Provider: Microsoft Ireland Operations Limited, One Microsoft Place, South County Business Park, Leopardstown, Dublin 18, D18 P521, Ireland. May involve data transfer to the USA. Certified under the EU–U.S. Data Privacy Framework. Privacy policy: privacy.microsoft.com

Interface Software

We use interface software to link different applications and securely transfer personal data between them, enabling efficient integration into our business processes. Processing only takes place with your explicit consent via our consent banner (Art. 6(1)(a) GDPR). You may revoke your consent at any time.

Web Fonts

This site uses web fonts from an external provider for consistent font display. When loaded, the provider receives your IP address as your browser establishes a direct connection to their servers. Processing only takes place with your explicit consent via our consent banner (Art. 6(1)(a) GDPR). You may revoke your consent at any time.

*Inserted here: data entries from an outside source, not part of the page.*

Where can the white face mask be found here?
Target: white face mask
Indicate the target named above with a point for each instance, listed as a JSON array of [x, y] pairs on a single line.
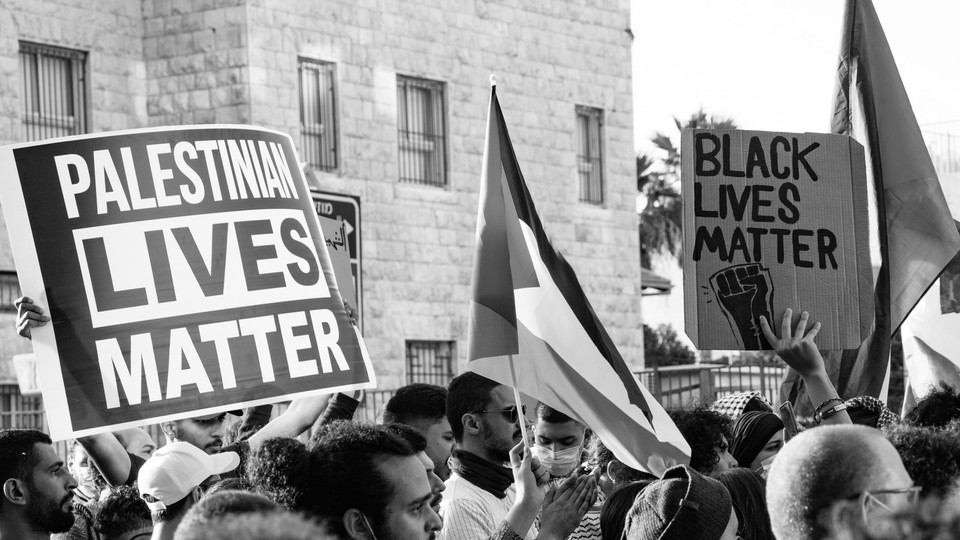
[[559, 463], [764, 469]]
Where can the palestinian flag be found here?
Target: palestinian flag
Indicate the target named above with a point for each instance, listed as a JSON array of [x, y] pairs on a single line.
[[528, 309]]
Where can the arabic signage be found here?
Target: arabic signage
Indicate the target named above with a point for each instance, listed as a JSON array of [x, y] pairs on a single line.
[[346, 209], [184, 271]]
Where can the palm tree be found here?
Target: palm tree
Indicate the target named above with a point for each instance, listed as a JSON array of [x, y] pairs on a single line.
[[658, 182]]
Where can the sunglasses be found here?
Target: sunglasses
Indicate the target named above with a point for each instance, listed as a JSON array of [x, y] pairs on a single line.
[[510, 413]]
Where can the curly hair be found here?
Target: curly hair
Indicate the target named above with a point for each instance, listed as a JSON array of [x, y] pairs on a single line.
[[467, 393], [939, 408], [348, 455], [747, 490], [931, 455], [122, 511], [704, 430], [417, 401], [280, 470]]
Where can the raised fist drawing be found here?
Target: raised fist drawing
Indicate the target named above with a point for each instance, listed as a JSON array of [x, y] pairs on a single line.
[[745, 292]]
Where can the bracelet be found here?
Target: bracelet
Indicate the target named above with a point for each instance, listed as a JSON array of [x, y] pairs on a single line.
[[828, 400], [820, 417]]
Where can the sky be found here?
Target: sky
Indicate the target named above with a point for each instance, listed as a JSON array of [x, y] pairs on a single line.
[[771, 64]]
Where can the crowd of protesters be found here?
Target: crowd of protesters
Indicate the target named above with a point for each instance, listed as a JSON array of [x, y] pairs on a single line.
[[452, 463]]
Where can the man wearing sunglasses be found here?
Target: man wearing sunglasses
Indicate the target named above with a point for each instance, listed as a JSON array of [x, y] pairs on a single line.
[[834, 463]]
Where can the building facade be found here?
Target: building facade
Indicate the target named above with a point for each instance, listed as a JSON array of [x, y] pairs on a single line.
[[387, 102]]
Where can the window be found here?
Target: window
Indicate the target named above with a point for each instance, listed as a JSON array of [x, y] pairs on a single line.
[[420, 119], [590, 154], [318, 114], [430, 362], [54, 91]]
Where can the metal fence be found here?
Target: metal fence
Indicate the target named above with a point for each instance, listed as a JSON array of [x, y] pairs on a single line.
[[318, 114], [54, 91], [421, 131]]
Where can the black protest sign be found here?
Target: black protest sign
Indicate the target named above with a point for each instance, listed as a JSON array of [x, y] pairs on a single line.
[[774, 221]]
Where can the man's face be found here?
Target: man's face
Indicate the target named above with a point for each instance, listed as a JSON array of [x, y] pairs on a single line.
[[559, 436], [49, 492], [439, 443], [726, 460], [206, 434], [81, 467], [436, 484], [408, 514], [499, 434], [137, 441]]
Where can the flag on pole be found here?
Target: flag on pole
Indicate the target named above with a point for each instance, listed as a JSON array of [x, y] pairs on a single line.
[[916, 235], [528, 308]]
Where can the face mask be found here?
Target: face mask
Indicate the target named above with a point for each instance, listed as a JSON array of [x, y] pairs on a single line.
[[764, 469], [559, 463]]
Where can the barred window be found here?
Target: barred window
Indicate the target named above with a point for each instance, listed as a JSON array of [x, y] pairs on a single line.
[[318, 114], [590, 154], [430, 362], [54, 91], [422, 131]]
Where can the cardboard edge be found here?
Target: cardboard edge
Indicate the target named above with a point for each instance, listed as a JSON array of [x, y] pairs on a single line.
[[691, 322]]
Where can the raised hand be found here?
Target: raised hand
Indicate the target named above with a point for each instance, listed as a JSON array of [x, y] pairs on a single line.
[[796, 347]]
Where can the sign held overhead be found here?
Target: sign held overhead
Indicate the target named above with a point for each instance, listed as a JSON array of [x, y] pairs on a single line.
[[774, 221]]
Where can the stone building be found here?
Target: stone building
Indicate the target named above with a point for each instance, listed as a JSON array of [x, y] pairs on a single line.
[[387, 101]]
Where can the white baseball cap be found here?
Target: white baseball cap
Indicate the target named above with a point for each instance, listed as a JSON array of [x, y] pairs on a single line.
[[176, 469]]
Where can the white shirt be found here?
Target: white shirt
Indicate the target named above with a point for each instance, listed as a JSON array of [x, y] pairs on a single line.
[[472, 513]]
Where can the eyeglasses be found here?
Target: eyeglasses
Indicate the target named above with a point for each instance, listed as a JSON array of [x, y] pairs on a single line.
[[887, 500], [510, 413]]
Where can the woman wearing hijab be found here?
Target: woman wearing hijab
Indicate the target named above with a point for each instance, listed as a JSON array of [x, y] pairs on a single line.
[[757, 437]]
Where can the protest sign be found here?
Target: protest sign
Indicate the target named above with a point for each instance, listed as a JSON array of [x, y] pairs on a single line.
[[346, 208], [184, 271], [774, 221], [335, 233]]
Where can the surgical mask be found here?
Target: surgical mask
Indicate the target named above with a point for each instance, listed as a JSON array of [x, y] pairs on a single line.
[[764, 468], [560, 463]]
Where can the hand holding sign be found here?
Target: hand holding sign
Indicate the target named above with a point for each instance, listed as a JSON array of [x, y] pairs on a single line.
[[796, 348], [745, 293]]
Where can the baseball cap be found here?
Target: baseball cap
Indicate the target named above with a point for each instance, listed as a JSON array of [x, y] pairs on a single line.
[[176, 469]]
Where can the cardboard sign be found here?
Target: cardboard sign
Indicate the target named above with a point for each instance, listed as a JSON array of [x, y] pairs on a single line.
[[774, 221], [184, 271], [335, 232]]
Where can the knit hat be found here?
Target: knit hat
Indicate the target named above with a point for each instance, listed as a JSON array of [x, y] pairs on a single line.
[[885, 417], [734, 404], [683, 505], [751, 433]]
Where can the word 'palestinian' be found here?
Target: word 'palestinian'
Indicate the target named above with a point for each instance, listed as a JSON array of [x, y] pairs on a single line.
[[184, 173]]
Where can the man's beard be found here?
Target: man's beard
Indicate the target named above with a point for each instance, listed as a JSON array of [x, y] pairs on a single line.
[[48, 516]]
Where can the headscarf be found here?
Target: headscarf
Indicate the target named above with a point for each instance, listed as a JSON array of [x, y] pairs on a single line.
[[733, 405], [751, 433], [886, 417]]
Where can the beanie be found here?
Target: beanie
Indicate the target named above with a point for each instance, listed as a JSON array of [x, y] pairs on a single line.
[[683, 505], [751, 433]]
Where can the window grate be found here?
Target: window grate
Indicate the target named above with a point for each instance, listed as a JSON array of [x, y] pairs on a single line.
[[421, 131], [318, 114], [590, 154], [54, 91], [430, 362]]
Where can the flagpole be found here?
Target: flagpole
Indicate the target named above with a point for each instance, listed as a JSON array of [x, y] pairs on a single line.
[[516, 396]]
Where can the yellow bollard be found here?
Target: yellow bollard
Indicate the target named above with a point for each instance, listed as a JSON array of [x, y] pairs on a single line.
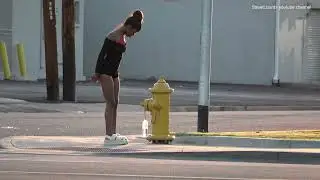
[[22, 60], [5, 61], [159, 106]]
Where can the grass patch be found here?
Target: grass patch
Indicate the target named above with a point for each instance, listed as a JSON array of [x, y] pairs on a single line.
[[297, 135]]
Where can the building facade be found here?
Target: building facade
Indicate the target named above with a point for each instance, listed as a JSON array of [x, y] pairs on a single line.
[[243, 50]]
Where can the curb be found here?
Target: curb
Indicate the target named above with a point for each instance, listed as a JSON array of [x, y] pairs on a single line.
[[216, 154], [227, 141], [5, 143], [244, 156], [245, 108]]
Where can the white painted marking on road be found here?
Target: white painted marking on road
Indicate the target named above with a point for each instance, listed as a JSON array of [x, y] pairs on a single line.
[[10, 127], [125, 175]]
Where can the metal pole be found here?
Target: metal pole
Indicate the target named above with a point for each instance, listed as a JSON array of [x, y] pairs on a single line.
[[49, 22], [69, 66], [276, 80], [205, 66]]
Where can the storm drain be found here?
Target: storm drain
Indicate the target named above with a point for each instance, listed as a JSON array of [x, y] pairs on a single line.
[[95, 149]]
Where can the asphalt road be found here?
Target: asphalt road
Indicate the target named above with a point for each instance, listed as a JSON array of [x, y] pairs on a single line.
[[184, 95], [129, 123], [41, 167]]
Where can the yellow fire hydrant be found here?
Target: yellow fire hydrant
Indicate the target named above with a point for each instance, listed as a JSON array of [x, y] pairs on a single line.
[[159, 106]]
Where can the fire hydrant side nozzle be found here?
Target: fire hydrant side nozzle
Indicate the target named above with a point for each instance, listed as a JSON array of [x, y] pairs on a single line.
[[159, 106]]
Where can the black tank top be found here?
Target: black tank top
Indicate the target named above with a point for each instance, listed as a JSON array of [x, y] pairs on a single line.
[[110, 55]]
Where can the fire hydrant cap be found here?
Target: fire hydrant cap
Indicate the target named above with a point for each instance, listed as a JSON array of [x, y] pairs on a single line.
[[161, 86]]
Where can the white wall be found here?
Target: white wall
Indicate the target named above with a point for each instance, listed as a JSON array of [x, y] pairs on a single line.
[[167, 45], [243, 42], [26, 30]]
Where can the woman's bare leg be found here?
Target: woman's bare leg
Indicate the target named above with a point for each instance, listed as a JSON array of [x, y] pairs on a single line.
[[116, 86], [107, 85]]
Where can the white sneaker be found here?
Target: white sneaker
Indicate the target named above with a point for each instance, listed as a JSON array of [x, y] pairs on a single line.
[[116, 139]]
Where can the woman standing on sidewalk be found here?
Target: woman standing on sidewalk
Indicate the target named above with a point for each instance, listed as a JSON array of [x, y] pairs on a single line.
[[108, 64]]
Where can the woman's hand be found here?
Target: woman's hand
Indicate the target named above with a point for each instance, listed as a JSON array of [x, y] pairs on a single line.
[[95, 77]]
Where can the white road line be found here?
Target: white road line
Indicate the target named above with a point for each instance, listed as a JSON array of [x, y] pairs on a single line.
[[123, 175]]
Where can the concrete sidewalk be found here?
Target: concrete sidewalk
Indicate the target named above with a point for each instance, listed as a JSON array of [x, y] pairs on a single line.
[[140, 148], [92, 123], [185, 97]]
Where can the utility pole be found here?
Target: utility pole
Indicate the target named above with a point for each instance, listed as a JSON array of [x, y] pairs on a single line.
[[49, 23], [205, 66], [69, 66]]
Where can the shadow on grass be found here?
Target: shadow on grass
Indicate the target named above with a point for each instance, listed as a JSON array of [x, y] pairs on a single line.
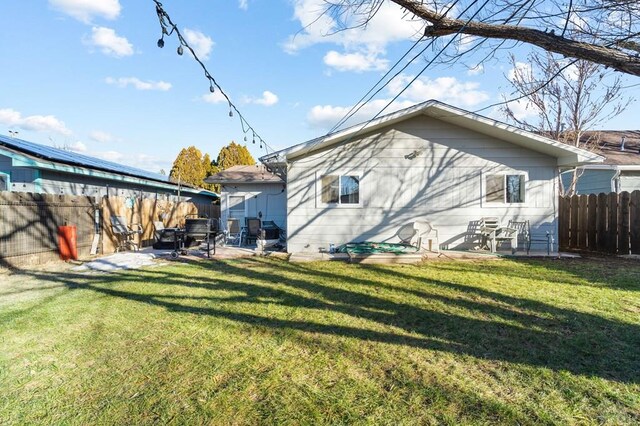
[[494, 326]]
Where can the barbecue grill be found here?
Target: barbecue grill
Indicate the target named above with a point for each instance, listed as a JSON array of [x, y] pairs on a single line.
[[196, 231]]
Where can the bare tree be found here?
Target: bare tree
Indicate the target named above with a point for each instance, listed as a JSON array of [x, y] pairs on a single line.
[[605, 32], [564, 101]]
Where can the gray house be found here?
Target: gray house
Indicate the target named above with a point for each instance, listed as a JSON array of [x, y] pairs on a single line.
[[429, 162], [620, 170], [30, 167], [251, 191]]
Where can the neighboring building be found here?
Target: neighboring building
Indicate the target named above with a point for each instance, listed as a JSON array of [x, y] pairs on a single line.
[[430, 162], [30, 167], [251, 191], [620, 171]]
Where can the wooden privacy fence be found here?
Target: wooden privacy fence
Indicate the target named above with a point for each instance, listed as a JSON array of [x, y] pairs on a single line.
[[145, 211], [29, 225], [29, 222], [605, 223]]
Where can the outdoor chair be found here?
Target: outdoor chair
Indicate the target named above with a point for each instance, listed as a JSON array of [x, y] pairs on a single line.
[[125, 233], [493, 234], [419, 231], [524, 235], [233, 233], [253, 228]]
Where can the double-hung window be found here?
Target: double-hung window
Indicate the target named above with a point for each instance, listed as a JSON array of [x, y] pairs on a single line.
[[504, 188], [340, 189]]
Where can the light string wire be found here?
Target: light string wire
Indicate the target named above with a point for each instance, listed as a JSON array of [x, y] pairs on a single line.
[[168, 28]]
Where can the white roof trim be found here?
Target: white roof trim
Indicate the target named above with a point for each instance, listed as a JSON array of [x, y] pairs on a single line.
[[566, 154]]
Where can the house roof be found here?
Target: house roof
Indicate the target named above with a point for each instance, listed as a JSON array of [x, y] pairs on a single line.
[[567, 155], [244, 174], [30, 154], [608, 143]]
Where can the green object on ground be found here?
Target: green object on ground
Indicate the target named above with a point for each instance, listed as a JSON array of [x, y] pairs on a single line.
[[368, 247]]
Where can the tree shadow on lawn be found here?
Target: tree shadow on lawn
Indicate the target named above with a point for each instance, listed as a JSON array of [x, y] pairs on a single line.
[[491, 326]]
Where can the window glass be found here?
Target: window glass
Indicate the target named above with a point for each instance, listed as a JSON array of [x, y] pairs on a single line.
[[349, 189], [330, 189], [495, 188], [515, 188]]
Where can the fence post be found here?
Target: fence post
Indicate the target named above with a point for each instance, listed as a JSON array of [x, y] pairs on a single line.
[[582, 221], [563, 223], [623, 224], [602, 222], [612, 240], [592, 223], [573, 229], [634, 221]]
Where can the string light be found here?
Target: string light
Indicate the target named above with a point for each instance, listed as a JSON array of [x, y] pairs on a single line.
[[168, 28]]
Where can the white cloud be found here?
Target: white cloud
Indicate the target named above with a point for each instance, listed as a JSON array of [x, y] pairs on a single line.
[[109, 42], [141, 161], [86, 10], [268, 99], [37, 123], [199, 42], [214, 98], [77, 146], [326, 116], [100, 136], [387, 26], [138, 84], [445, 89], [522, 109], [478, 69], [357, 62]]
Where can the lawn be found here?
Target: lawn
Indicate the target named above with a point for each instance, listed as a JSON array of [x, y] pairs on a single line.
[[259, 341]]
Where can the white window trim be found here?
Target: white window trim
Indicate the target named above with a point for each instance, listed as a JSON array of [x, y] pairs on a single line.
[[483, 184], [318, 184]]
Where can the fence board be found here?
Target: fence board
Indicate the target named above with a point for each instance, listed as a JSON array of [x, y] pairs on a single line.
[[592, 227], [563, 222], [634, 222], [623, 223], [602, 237], [573, 224], [612, 227], [582, 221]]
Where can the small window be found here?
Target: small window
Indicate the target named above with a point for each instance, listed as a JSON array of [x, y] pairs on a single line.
[[340, 189], [504, 188]]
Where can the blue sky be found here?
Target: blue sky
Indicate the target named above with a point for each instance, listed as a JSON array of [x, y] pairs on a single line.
[[87, 74]]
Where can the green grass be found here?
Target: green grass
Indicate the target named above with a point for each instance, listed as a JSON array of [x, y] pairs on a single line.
[[260, 341]]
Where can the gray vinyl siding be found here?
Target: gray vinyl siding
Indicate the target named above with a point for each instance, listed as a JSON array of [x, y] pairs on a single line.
[[591, 181], [424, 169], [629, 181], [266, 199]]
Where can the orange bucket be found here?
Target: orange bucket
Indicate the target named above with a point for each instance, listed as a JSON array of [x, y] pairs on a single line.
[[67, 242]]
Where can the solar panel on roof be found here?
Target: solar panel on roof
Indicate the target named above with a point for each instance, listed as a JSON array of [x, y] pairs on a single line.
[[67, 157]]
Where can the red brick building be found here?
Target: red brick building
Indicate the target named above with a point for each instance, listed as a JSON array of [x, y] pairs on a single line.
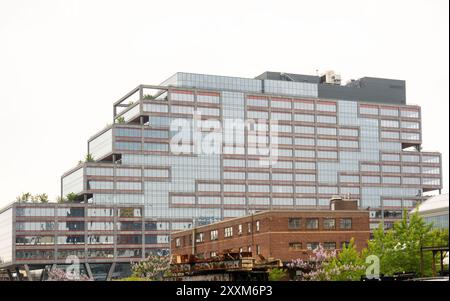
[[278, 234]]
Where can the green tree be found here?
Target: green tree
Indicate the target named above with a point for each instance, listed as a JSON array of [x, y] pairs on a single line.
[[24, 197], [41, 198], [120, 120], [348, 265], [277, 274]]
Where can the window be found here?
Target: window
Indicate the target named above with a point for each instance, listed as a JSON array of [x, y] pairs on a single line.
[[199, 237], [312, 223], [295, 246], [345, 244], [214, 234], [329, 245], [312, 245], [294, 223], [346, 223], [326, 119], [228, 231], [329, 223]]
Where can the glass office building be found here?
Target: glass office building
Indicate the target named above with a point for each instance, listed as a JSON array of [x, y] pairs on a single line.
[[303, 141]]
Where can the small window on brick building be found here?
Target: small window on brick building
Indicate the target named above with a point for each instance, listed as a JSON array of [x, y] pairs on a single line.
[[346, 223], [312, 245], [329, 245], [199, 237], [312, 223], [228, 232], [294, 223], [329, 223], [295, 246]]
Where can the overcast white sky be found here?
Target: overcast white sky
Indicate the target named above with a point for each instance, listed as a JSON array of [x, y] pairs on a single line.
[[63, 63]]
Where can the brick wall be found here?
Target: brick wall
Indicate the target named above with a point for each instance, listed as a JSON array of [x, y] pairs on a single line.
[[274, 235]]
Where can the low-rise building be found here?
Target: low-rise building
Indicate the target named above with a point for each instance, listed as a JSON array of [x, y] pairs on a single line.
[[102, 239], [279, 234]]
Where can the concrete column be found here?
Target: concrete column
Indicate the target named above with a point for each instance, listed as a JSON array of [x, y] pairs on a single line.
[[27, 269], [19, 275], [111, 271]]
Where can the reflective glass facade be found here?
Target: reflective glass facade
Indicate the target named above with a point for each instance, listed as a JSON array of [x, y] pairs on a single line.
[[324, 148]]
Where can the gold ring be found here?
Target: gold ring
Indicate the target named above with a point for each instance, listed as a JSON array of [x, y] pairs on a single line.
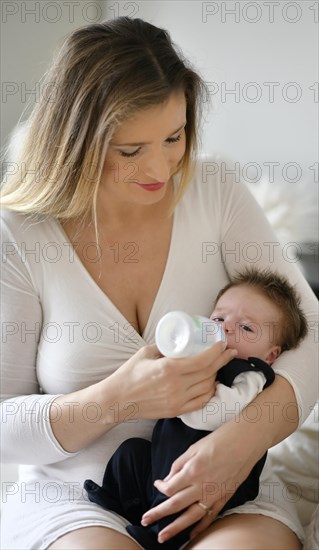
[[204, 507]]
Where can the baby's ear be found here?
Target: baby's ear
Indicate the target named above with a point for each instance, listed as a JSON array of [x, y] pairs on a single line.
[[273, 353]]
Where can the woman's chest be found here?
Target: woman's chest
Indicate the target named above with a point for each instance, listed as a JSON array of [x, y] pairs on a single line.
[[129, 268]]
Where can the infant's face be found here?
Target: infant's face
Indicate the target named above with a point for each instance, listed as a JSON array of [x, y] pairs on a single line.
[[250, 321]]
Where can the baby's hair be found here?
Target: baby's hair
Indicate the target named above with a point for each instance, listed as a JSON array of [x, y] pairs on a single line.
[[280, 292]]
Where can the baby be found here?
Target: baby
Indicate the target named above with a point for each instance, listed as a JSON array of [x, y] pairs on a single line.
[[261, 316]]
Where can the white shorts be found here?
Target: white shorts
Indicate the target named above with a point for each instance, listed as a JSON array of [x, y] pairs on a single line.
[[35, 523]]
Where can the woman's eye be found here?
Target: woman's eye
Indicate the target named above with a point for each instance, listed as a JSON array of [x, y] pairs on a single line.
[[174, 140], [129, 155]]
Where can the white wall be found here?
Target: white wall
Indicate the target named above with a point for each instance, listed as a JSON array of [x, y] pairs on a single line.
[[30, 33], [242, 51], [261, 124]]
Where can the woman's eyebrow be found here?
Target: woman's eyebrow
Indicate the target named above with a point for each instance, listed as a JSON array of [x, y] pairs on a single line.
[[139, 144]]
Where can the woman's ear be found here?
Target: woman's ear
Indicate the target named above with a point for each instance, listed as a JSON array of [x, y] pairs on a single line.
[[273, 353]]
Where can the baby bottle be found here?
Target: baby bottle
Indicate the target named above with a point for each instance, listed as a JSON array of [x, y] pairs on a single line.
[[179, 334]]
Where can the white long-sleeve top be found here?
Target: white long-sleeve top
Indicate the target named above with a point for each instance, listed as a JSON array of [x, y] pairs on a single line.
[[61, 333], [227, 402]]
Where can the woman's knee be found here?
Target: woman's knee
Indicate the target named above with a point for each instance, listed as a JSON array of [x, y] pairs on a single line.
[[246, 532], [94, 538]]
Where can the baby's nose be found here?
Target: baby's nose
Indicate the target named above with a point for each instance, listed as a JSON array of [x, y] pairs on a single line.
[[228, 327]]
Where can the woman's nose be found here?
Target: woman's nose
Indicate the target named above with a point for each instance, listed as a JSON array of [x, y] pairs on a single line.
[[157, 168]]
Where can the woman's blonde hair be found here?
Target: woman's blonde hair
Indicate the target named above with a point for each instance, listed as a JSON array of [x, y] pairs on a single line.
[[103, 74]]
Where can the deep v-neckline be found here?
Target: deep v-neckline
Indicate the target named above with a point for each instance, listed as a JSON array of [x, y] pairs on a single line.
[[98, 290]]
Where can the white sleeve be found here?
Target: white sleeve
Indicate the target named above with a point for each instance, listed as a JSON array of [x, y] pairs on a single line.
[[227, 402], [247, 240], [26, 434]]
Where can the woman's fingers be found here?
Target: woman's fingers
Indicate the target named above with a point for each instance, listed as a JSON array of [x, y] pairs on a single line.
[[192, 515]]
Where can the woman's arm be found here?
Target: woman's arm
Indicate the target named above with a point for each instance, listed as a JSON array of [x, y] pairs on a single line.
[[211, 469], [43, 429], [171, 387]]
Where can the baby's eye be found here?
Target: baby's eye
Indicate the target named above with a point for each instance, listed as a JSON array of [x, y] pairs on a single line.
[[129, 155], [218, 319], [174, 140], [246, 328]]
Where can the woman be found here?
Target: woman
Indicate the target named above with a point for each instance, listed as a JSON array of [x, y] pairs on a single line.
[[125, 226]]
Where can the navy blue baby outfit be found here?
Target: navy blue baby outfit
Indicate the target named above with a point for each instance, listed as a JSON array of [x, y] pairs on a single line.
[[127, 487]]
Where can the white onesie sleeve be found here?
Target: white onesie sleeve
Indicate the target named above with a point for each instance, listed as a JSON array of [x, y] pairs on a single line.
[[227, 402], [26, 433]]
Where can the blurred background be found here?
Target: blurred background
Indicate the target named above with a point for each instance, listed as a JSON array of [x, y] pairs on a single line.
[[260, 61]]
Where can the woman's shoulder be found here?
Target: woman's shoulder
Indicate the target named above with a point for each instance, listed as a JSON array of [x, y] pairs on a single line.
[[18, 226]]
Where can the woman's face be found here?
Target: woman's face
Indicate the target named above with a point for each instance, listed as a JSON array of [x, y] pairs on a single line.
[[144, 153]]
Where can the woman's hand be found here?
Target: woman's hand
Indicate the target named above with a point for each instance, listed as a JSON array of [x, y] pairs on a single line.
[[208, 472], [161, 387]]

Contact by Telephone or Email

In accordance with legal requirements, we have provided a telephone number and email address on our website. Data transmitted via these channels is automatically stored by us to process your enquiries. This data will not be passed on to third parties without your consent.

Where contact is made for pre-contractual or contractual purposes, the legal basis is Art. 6(1)(b) GDPR. For all other enquiries, the legal basis is our legitimate interest pursuant to Art. 6(1)(f) GDPR.